The end-game solver first recalculates the game using no card or action abstraction; it needs to be as precise as possible. It then uses estimates from the first module’s trillions of hands to guess what the opponent probably has. By using the vast amount of data gathered by the first module, the end-game solver runs through estimates of the most probable hands of the opponent, solving for what they should have rather than what they actually do. Every time the opponent makes a move, the end-game solver recalculates, folding the new information into its strategy. This recursive method of computing is able to chop off entire trees of possibilities, based on the probability an opponent would make a certain decision with a certain hand.
Brown says that the end-game solver is what makes Libratus so strong. It’s also what could make it useful in a board room, or a war room. The software looks at its situation, and tries to predict the best move for nearly every potential way the game could play out, based on games it’s played before. When the opponent makes a move, the calculations are made again, with the opposition’s decision informing a narrower set of potential outcomes. In poker, that means maximizing the chance of winning while not knowing the opponent’s cards. In the real world, it could mean knowing when a foreign power is bluffing about military strength.
It also makes Libratus bold. While artificial intelligence as we know it today has no wants, desires, or human motivations, the construction of an AI is based on its application. That leads Libratus to act a certain way while playing. For instance, it doesn’t care about the competition in which it plays. It won’t be careful to save money, and it doesn’t keep in mind how much it’s up or down on the scoreboard. All it knows is the hand it’s playing, and a desire to win the most money regardless of the risk. If Libratus has a 10% chance of winning $20,000 against a 90% chance of winning nothing or a guaranteed $1,999, it will always take the 10% risk.
“The bot is fearless,” Brown says. “Humans don’t approach the game that way because even though they might know it is the right thing to do, a part of them is afraid and will hold them back.”
It’s worth noting that Libratus’ approach only works at scale. The AI was specifically built to play a poker competition of 120,000 hands, during which one big win can outstrip even a dozen tiny losses. On the competition’s final day, for example, Daniel McAuley was down on one table and up on the other. He slowly won small pot after small pot on his losing table; over 20 or so hands, down $10,000 became down $4,000, which turned into a little less than $2,000 above.

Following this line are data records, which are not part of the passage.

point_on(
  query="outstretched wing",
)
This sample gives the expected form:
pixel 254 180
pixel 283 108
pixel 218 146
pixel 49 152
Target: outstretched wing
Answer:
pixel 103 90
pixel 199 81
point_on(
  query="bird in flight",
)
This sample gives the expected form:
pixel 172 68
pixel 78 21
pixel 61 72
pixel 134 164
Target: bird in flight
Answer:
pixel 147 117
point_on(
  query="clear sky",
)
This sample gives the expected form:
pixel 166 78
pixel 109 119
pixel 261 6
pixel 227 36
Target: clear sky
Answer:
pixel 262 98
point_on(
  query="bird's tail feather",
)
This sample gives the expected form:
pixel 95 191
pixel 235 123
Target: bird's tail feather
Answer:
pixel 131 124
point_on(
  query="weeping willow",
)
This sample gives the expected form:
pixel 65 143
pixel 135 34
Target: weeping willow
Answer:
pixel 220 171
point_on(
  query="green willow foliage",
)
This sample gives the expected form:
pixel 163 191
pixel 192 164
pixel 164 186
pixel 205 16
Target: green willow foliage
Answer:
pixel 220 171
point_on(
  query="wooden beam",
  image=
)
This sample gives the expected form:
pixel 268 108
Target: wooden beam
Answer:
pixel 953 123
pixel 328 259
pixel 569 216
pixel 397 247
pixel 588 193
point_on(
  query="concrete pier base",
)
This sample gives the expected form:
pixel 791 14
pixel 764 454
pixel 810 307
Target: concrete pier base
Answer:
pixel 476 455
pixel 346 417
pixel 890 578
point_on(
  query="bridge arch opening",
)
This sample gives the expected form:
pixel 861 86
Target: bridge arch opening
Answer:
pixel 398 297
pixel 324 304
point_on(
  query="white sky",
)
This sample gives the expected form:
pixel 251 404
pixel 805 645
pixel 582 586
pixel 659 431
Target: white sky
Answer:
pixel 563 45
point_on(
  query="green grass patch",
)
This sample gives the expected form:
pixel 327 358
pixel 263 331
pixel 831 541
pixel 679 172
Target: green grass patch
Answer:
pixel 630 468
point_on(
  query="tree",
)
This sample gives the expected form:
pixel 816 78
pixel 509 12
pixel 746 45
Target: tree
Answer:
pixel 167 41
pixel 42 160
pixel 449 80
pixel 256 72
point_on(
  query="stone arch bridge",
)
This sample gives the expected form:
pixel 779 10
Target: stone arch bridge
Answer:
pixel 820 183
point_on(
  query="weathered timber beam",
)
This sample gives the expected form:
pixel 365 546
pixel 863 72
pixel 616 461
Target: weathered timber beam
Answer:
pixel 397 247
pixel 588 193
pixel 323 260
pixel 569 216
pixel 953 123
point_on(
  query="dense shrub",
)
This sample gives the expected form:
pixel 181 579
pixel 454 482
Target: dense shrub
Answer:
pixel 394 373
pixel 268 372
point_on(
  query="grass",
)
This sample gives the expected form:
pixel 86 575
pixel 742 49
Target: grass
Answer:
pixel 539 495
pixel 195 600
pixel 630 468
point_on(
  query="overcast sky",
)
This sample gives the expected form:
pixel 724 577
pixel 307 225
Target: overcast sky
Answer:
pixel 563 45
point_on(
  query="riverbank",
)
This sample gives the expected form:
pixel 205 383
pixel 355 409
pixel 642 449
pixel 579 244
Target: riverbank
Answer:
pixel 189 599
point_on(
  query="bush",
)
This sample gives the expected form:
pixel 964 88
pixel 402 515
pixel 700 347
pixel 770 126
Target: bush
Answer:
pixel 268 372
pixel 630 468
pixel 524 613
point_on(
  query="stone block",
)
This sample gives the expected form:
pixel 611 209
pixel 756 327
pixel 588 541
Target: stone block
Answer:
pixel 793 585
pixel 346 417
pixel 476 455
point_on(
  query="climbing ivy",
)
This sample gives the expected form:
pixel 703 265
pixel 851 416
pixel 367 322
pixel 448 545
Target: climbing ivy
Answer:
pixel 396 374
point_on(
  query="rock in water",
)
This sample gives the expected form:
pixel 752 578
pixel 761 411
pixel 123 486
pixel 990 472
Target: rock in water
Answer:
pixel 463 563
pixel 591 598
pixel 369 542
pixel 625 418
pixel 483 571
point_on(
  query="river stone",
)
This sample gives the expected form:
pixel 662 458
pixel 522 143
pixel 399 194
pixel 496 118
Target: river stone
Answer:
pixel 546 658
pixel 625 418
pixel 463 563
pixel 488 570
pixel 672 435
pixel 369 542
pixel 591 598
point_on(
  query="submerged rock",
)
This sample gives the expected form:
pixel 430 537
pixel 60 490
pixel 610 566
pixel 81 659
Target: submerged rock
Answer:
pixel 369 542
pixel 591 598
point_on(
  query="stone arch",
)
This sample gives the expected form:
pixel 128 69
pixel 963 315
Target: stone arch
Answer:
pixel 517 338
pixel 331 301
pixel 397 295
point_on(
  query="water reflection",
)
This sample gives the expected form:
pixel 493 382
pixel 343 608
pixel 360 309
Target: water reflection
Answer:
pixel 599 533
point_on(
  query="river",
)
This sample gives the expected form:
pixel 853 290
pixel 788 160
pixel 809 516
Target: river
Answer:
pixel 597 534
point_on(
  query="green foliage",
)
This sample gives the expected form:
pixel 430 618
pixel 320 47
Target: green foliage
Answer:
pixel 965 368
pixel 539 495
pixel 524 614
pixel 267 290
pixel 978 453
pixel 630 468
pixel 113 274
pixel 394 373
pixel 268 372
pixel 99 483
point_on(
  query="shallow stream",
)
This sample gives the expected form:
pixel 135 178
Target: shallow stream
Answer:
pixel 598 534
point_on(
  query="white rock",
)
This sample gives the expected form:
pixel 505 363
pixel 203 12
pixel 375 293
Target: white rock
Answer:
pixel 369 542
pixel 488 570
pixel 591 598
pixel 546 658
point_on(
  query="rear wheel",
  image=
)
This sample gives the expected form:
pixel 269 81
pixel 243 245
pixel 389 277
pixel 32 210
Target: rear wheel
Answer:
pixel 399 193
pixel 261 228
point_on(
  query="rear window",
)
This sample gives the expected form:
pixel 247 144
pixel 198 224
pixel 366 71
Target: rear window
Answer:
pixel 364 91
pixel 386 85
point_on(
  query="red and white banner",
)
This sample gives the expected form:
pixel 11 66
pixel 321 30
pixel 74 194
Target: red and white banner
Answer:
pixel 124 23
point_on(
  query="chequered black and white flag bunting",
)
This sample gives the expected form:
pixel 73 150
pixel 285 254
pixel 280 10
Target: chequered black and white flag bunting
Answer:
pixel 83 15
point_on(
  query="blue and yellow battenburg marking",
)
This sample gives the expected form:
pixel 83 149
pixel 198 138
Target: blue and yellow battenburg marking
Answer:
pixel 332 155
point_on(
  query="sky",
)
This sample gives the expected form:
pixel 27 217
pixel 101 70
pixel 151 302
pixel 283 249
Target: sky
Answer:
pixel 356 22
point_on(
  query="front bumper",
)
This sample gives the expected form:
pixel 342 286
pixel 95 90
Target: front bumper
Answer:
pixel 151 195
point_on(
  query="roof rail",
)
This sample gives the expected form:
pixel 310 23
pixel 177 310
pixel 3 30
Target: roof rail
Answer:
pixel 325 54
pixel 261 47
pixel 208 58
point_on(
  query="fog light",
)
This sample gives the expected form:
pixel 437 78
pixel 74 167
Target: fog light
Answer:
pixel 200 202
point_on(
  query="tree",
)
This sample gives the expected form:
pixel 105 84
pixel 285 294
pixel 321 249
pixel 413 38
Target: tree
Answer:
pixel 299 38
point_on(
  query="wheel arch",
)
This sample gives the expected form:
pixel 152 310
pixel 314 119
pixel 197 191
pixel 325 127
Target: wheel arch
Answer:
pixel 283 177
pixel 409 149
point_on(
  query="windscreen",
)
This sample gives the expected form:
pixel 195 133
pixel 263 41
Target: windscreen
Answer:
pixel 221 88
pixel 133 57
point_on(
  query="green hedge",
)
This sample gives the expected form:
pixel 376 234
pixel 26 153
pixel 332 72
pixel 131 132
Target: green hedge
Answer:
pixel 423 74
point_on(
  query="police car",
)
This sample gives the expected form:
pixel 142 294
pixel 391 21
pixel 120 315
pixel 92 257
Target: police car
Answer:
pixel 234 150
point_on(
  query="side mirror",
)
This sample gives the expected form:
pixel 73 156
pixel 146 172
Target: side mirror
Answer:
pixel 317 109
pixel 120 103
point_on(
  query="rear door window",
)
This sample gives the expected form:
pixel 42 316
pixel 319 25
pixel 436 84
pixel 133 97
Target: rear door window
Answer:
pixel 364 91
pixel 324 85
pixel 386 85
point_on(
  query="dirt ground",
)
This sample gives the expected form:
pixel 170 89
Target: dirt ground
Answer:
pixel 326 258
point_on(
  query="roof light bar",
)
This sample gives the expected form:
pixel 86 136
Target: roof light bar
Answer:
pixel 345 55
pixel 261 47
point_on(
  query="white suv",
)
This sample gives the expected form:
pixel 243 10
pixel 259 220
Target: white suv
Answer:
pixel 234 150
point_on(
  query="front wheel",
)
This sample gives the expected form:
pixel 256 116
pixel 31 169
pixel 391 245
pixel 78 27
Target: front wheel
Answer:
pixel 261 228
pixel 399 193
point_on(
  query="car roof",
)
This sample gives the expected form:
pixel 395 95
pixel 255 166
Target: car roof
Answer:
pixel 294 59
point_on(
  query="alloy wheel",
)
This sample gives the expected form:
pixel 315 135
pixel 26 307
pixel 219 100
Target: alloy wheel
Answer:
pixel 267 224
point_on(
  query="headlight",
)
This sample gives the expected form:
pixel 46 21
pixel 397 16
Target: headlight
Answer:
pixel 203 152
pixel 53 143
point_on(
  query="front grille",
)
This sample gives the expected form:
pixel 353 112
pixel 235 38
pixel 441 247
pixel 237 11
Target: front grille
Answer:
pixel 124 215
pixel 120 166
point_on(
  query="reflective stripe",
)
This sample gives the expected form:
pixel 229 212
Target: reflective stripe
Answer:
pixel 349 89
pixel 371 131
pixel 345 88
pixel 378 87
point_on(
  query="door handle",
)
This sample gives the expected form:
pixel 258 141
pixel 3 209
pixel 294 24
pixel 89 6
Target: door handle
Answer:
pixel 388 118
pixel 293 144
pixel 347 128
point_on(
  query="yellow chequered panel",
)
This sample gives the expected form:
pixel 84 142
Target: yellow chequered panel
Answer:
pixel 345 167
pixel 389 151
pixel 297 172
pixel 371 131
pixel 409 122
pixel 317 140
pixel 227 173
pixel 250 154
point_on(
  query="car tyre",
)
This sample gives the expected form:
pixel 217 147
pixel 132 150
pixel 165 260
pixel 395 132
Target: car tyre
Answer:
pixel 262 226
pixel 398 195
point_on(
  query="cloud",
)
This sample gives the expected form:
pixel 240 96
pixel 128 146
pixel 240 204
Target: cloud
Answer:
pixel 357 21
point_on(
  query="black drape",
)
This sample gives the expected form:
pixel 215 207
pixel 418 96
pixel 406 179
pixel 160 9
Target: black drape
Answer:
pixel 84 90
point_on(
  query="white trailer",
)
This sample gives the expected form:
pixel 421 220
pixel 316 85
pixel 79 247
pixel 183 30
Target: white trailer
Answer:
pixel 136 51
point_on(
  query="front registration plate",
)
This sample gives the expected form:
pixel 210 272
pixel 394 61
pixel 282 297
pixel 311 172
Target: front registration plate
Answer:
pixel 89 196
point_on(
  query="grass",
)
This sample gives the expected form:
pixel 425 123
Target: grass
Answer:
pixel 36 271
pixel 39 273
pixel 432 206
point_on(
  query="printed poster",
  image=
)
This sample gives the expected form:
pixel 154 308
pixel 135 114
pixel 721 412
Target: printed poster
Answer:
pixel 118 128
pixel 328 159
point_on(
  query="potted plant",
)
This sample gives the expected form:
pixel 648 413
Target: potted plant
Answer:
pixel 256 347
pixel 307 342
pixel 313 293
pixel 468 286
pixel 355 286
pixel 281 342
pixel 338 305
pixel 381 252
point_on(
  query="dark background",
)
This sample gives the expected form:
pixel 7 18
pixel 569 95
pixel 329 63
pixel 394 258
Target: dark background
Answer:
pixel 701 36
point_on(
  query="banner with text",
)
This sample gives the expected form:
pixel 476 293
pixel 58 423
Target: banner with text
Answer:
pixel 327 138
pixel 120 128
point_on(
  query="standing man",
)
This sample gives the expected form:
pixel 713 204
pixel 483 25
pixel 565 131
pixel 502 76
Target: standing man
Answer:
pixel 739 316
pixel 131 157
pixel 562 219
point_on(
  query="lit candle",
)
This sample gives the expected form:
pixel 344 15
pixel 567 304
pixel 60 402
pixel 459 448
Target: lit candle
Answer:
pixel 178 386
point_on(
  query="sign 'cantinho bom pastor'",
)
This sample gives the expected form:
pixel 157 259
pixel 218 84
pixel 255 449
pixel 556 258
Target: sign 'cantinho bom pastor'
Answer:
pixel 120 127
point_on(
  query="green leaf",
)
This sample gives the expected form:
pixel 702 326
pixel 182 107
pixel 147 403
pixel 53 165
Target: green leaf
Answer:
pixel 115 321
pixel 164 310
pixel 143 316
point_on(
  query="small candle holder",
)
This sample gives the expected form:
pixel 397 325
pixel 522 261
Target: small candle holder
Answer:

The reversal of fortune was swift. Within seconds, McAuley was down $4,000 again, then down $8,000. Libratus was brutally effective, its impact evident in the nearly imperceptible grimace that flashed across McAuley’s face.
Shoring its defenses
Libratus’ first two modules are what make it strong, but Module 3 is what makes it smarter over time. Initiated once the AI began to play against humans, this part of Libratus runs each night, analyzing the three bet sizes it gauged to be most important based on what the humans bet the most. It allows the AI to learn.
Case in point: During the tournament, the poker professionals figured out that betting in odd numbers would mess up the AI, causing it to respond strangely. They repeatedly took advantage of that weak spot —betting $333 on every good hand, for instance—effectively shooting up a flare over the hole in the machine’s knowledge. The next day the flaw was gone. It wasn’t that Libratus was learning anything it couldn’t have from the first module; Module 3 just let it fill in the gaps more quickly.
By the time the players realized that the machine was onto them and starting coordinating their bets, it was too late. “Over time the holes became so small,” Brown says. “They were not able to effectively exploit them, and their situation became hopeless.”